Precision seems to be very important to artists Christo and Jeanne-Claude. In one of their most well-known projects, executed in in February of 2005, 7500 saffron gates were installed in Central Park. In 1991, 1340 oversize blue cloth umbrellas were installed in Japan at the same time 1760 yellow umbrellas popped up in California in 1991. The married couple also investigated 89 Rocky Mountain rivers for their planned project “Over the River,” in which 5.9 miles of paneled fabric will be suspended over a 40-mile stretch of Colorado’s Arkansas river. The application for government approval was a 2029-page book.
“It will be 45 minutes and we will show 81 slides,” Jeanne-Claude said, by way of prefacing a speech, at the beginning of an event held last Wednesday at the Institute of Contemporary Art (ICA) in Boston. The afternoon and evening were devoted to celebrating the artists and their work, and, more specifically, their skill in negotiating complex social and legal issues in order to pursue their enormous installation projects. Their talk lasted 45 minutes, and there were 81 slides.

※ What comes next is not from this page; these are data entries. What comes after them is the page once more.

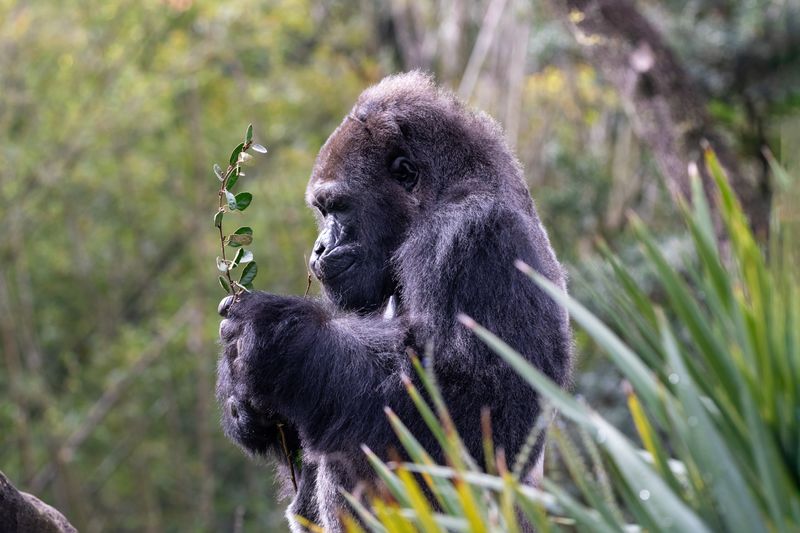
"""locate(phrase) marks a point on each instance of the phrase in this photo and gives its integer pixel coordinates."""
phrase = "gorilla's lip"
(335, 264)
(328, 276)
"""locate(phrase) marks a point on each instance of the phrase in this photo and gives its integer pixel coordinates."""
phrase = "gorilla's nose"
(319, 247)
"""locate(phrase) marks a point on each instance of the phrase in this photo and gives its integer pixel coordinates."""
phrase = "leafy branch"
(243, 236)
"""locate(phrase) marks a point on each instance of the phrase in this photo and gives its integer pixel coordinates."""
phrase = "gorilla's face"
(362, 188)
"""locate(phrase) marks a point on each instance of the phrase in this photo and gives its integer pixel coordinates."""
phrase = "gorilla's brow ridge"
(353, 117)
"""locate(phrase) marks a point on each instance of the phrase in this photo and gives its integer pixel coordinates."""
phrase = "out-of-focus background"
(112, 114)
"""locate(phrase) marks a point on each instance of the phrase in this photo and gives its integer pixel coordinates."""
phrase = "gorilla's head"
(405, 148)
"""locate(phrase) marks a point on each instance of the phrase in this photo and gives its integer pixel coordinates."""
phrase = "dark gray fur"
(442, 243)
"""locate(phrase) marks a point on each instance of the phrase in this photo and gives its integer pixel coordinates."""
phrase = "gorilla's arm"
(330, 374)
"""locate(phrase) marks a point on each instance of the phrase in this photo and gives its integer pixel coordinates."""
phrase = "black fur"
(421, 201)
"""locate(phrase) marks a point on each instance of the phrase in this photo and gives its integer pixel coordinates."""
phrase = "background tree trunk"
(20, 511)
(666, 110)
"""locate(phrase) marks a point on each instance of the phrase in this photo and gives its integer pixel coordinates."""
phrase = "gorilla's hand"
(254, 333)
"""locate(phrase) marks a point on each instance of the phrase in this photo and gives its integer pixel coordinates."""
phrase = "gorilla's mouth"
(333, 265)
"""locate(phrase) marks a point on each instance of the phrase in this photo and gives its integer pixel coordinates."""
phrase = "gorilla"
(422, 210)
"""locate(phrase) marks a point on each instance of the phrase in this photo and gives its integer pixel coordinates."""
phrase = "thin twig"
(288, 457)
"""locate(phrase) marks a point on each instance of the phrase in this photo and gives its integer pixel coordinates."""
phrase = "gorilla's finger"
(224, 306)
(227, 330)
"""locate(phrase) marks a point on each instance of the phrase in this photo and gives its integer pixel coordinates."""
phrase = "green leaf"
(224, 284)
(665, 505)
(232, 179)
(243, 199)
(231, 199)
(235, 153)
(241, 237)
(248, 274)
(236, 258)
(234, 241)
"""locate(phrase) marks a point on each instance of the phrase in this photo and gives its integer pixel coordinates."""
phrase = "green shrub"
(714, 394)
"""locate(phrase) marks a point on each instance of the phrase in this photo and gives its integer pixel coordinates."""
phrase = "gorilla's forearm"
(332, 376)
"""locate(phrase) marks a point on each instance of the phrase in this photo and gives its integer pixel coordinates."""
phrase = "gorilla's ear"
(404, 171)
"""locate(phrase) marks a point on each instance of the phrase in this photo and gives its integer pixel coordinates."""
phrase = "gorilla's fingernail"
(524, 267)
(224, 305)
(234, 412)
(224, 328)
(467, 321)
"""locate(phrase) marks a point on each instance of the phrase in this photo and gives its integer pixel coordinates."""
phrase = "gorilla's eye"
(405, 172)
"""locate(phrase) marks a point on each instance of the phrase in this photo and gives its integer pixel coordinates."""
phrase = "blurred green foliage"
(111, 115)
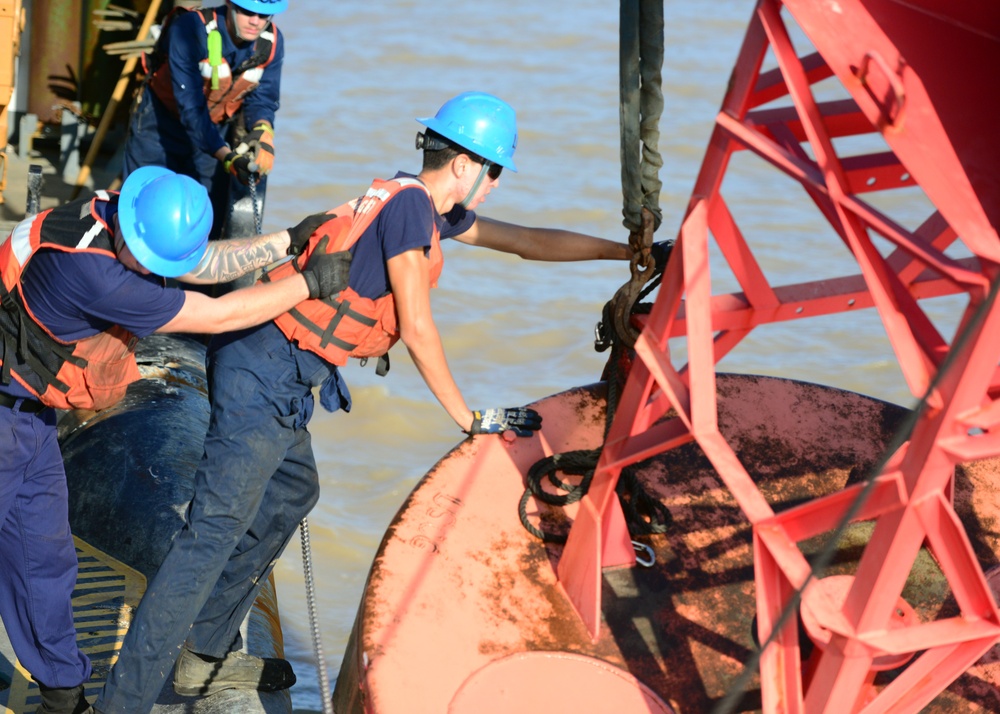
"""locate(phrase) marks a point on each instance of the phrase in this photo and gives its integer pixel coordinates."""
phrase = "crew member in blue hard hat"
(213, 81)
(257, 479)
(80, 283)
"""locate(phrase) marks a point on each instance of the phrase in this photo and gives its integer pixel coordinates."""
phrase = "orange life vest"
(234, 85)
(92, 373)
(348, 325)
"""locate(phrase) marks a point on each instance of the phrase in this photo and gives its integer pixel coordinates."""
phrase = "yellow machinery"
(11, 25)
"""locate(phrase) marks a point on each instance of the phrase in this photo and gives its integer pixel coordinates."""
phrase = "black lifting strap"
(640, 65)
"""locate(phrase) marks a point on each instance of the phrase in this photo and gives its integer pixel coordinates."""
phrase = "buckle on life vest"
(381, 366)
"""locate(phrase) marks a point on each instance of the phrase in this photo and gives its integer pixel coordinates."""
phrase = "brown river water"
(355, 76)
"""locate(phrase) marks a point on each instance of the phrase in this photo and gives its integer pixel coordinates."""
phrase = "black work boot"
(198, 675)
(62, 700)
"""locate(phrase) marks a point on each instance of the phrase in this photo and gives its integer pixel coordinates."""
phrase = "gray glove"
(299, 234)
(327, 274)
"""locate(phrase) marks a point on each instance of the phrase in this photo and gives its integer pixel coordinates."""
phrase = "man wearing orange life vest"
(80, 283)
(209, 66)
(257, 479)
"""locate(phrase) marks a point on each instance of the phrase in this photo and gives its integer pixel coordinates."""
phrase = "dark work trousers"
(257, 480)
(38, 563)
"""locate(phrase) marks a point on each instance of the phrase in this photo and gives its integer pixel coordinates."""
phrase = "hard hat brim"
(439, 127)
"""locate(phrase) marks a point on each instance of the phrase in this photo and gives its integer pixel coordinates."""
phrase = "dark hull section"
(130, 471)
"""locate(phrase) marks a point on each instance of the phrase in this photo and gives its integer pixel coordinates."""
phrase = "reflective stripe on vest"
(92, 373)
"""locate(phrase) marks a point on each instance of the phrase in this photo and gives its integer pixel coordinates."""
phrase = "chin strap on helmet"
(475, 187)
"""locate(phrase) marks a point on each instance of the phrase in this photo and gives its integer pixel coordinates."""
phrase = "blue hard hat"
(264, 7)
(479, 122)
(165, 219)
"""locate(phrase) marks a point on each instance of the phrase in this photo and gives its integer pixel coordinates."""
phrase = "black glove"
(239, 166)
(327, 274)
(521, 420)
(307, 226)
(660, 252)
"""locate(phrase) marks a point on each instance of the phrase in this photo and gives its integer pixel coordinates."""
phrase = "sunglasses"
(493, 170)
(250, 13)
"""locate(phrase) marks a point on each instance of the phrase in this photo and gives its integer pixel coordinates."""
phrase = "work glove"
(327, 274)
(238, 164)
(260, 145)
(660, 253)
(521, 420)
(301, 233)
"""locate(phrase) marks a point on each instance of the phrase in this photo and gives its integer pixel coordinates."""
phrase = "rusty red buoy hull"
(463, 611)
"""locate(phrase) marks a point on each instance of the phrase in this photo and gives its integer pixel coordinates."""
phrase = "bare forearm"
(239, 309)
(561, 245)
(429, 359)
(551, 244)
(226, 260)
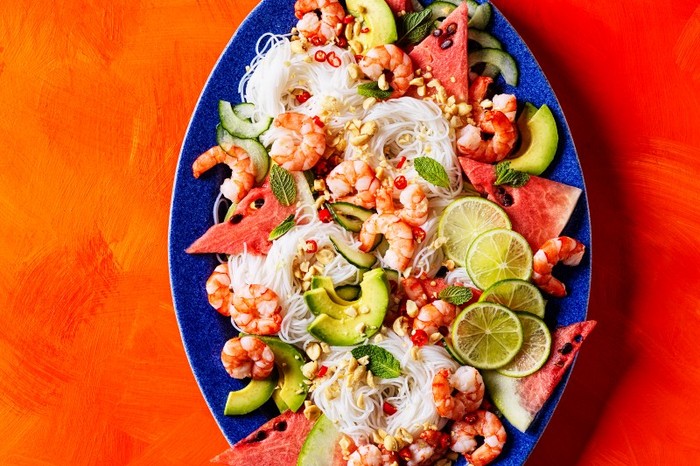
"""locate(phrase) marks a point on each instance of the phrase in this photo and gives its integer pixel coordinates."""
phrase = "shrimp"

Christo and Jeanne-Claude were in town to receive the Great Negotiators award from the Harvard Law School’s Program on Negotiation. Previous winners of the yearly prize have usually been affiliated with international diplomacy; this is the first time artists have received the award. As the event progressed, it become more and more clear not only how persuasive Christo and Jeanne-Claude must be in order to gain permission and support their controversial projects, but also how central those negotiations are to the artistic process and to the art itself.

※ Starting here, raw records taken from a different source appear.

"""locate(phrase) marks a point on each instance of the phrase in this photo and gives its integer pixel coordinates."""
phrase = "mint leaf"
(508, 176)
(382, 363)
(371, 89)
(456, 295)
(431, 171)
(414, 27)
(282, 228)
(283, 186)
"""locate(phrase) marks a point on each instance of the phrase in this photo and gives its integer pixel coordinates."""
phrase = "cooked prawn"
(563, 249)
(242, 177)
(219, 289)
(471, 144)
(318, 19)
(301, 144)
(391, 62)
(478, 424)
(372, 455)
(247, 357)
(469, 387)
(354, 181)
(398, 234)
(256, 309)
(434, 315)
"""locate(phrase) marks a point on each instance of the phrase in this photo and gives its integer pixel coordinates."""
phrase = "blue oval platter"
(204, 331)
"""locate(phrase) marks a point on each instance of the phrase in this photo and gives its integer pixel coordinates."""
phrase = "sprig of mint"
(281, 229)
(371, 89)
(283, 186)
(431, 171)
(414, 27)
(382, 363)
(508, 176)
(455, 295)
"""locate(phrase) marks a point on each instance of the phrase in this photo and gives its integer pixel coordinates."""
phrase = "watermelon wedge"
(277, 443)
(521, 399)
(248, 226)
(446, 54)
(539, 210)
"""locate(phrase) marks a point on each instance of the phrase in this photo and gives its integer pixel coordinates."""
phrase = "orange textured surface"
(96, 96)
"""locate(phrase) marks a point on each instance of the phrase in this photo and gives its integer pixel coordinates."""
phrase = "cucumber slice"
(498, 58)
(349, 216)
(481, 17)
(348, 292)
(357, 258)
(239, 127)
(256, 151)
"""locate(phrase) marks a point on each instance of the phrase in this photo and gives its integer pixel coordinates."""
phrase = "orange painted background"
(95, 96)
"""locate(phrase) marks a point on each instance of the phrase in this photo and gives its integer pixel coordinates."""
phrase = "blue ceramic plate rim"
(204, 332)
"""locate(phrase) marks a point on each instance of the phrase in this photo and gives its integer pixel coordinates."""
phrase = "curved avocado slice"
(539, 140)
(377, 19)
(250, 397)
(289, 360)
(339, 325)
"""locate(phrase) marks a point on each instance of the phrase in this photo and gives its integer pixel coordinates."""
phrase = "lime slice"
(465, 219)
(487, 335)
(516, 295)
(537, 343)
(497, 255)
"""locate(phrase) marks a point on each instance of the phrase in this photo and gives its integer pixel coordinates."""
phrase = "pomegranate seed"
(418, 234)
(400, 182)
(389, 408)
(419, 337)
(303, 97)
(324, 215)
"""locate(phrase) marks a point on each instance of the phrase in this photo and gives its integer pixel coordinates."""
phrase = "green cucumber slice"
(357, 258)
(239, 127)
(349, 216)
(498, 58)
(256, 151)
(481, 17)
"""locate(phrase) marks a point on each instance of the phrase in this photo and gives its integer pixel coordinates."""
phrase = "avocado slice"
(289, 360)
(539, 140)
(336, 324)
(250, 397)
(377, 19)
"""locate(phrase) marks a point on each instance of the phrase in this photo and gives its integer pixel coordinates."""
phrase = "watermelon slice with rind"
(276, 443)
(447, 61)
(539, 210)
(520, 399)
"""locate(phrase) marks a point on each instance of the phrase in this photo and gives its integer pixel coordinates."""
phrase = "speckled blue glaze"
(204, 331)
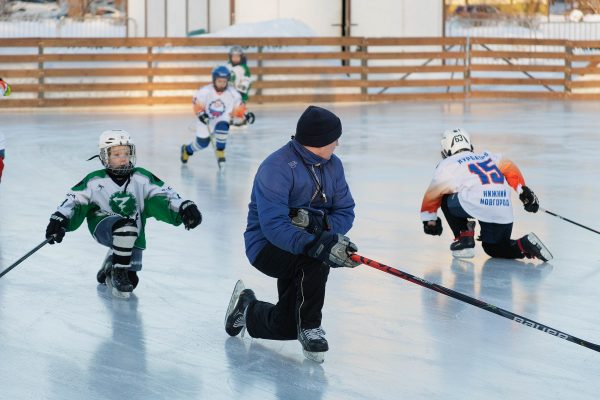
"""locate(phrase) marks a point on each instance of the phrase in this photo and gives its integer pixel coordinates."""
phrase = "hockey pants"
(495, 238)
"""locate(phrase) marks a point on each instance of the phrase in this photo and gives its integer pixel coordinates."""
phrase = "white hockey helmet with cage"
(454, 141)
(113, 138)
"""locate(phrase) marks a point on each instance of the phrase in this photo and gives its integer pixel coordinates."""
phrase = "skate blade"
(120, 295)
(316, 356)
(239, 286)
(464, 253)
(115, 292)
(545, 253)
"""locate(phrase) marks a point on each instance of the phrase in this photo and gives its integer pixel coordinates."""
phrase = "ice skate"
(314, 344)
(235, 318)
(220, 158)
(105, 268)
(531, 246)
(185, 156)
(119, 283)
(464, 245)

“The process is absolutely part of the work of art, but it is not the aim,” Jeanne-Claude said. “To put it in human terms, a nine-month pregnancy is for the mother a part of having the child, but it is not the aim.” The artists never accept outside funding for their work. The hugely expensive projects, with budgets often running into the tens of millions of dollars, are entirely financed by the sale of Christo’s preparatory works and work from the 1950s and 1960s.

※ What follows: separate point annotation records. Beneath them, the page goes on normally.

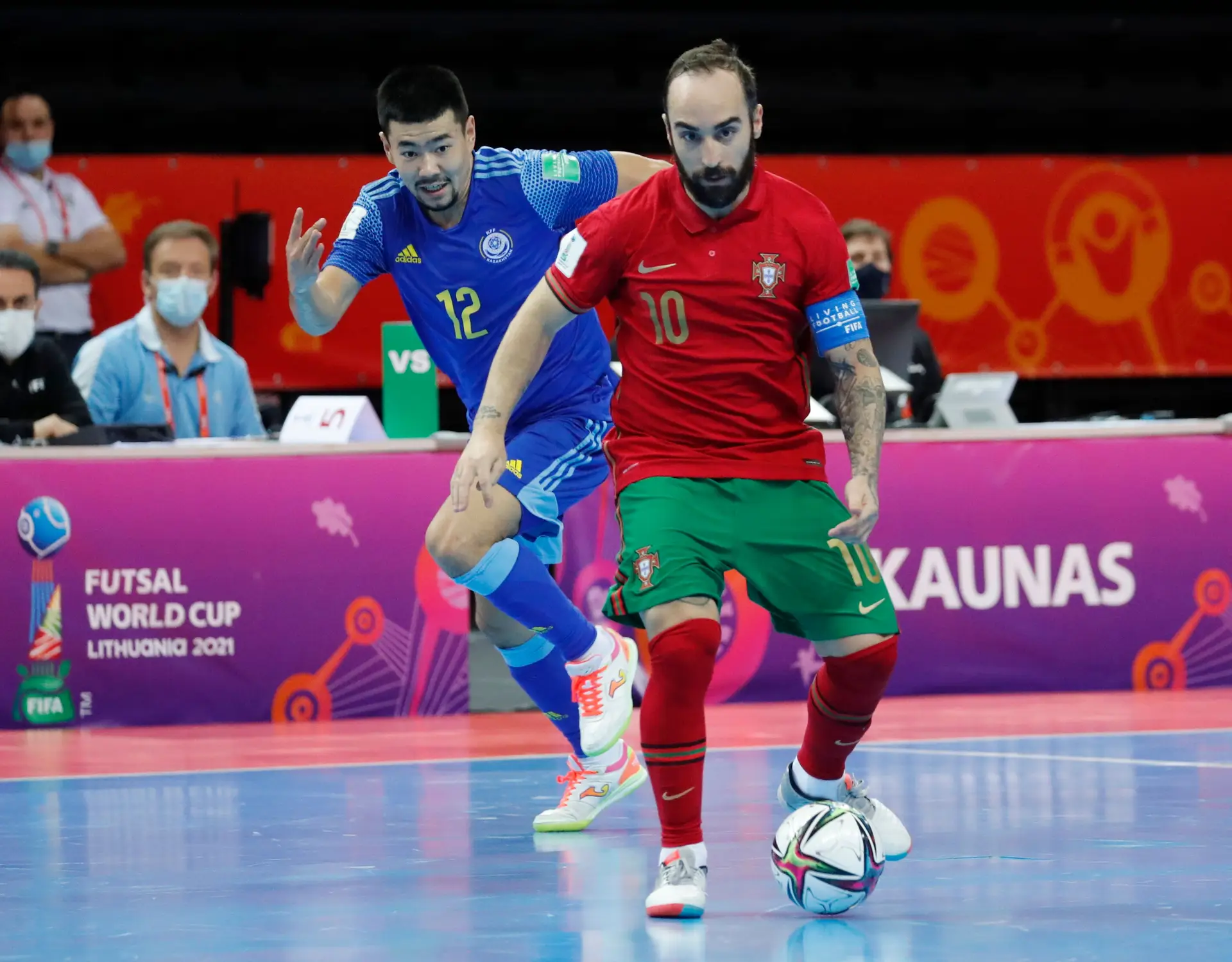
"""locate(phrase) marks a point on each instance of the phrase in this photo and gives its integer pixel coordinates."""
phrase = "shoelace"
(572, 779)
(678, 872)
(858, 797)
(588, 694)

“We don’t do commissions—the process is sometimes more important than the product,” Christo said. The artists’ projects are marked by a peculiar tension between the intense anticipation of a work that may take decades to come to fruition and the subsequent memories of the project—the memories of those who experienced the work, but also the documentary evidence and preparatory drawings that form the physical residue of a transient installation. Between these lie the climactic two weeks when each project is open to the public; afterward, all the materials are dismantled and recycled.
During an intermission in the afternoon’s events, Christo and Jeanne-Claude stepped out onto a balcony by the ICA’s theater. In the warmth of the afternoon sun, Jeanne-Claude tipped the ash of her cigarette into a rectangular metal box that she pulled from her bag. She seemed slightly annoyed by questions: “The answer to that is on our website.” Christo was more forthcoming.
“There is this unstoppable urge to do a work of art. There is no justification required... We are trying to make something above triviality.”
“No, beyond triviality.”
“Yes, yes. Beyond triviality.”
“Christo and I don’t use the word ‘above’ anymore,” she said, and linguistic precision was maintained.
This back-and-forth dialogue, a mix of banter and correction, returned many times throughout the afternoon. At one point Christo wagged his long, thin forefinger at Jeanne-Claude, but for much of the time his hand rested on hers, or hers rested on his. Christo looks a bit like Woody Allen, with his floppy grey hair and dark, thick glasses. He was casually put-together, mixing an old khaki pocketed jacket with jeans and loafers. But where Allen is nervous and pessimistic, Christo is joyful and energetic.
The evening finished with an award dinner held overlooking the city and Boston harbor from the ICA’s stunning glass theater. The tablecloths and napkins were a bright orange, recalling both the Gates of Central Park as well as Jeanne-Claude’s strikingly colored hair (“My hair turned red when Christo’s turned grey”).
Receiving the Great Negotiators award, Jeanne-Claude recounted what she called as “maybe the most important negotiation of our lives,” when they convinced the American government to give them a tourist visa to come to New York, which they subsequently overstayed (they are still living in New York). Christo clasped his palms together near his chest and beamed at the applause.
Earlier in the afternoon one of them had said, about their art and their process, “It’s all intertwined, mostly on a human level. Because we are human beings. They forget to tell you that!”